The file takes 30 minutes to write. The benefits compound as AI licensing matures and more systems incorporate llms.txt awareness into their operations.
[INTERNAL: RSL Protocol Implementation Guide] [INTERNAL: Cloudflare Pay-Per-Crawl Setup Tutorial]
Frequently Asked Questions
Should I block all AI crawlers from my site?
Not necessarily. Blocking indiscriminately cuts you off from AI-powered search results and citation traffic. The better approach is selective access — allow crawlers from platforms that drive referral traffic or pay for content, block those that only scrape without attribution. Start with robots.txt analysis, then layer in more granular controls based on your traffic data.
How do I know which AI bots are crawling my site?
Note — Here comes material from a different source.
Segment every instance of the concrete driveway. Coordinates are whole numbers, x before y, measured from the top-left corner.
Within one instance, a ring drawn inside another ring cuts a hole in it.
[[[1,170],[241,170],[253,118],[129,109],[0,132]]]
Check your server access logs for user-agent strings containing GPTBot, ClaudeBot, Googlebot (with AI-related query patterns), Bytespider, CCBot, and others. Most hosting platforms expose these in analytics. If you lack raw log access, tools like Cloudflare or server-side middleware can surface bot traffic patterns without custom infrastructure.
Can I monetize AI crawler access to my content?
Some publishers are negotiating licensing deals directly with AI companies. For smaller sites, the practical path is controlling access (robots.txt, rate limiting, paywalling API endpoints) and measuring whether AI-sourced citation traffic converts. The pay-per-crawl model is emerging but not standardized — position yourself by documenting your content value and traffic patterns now.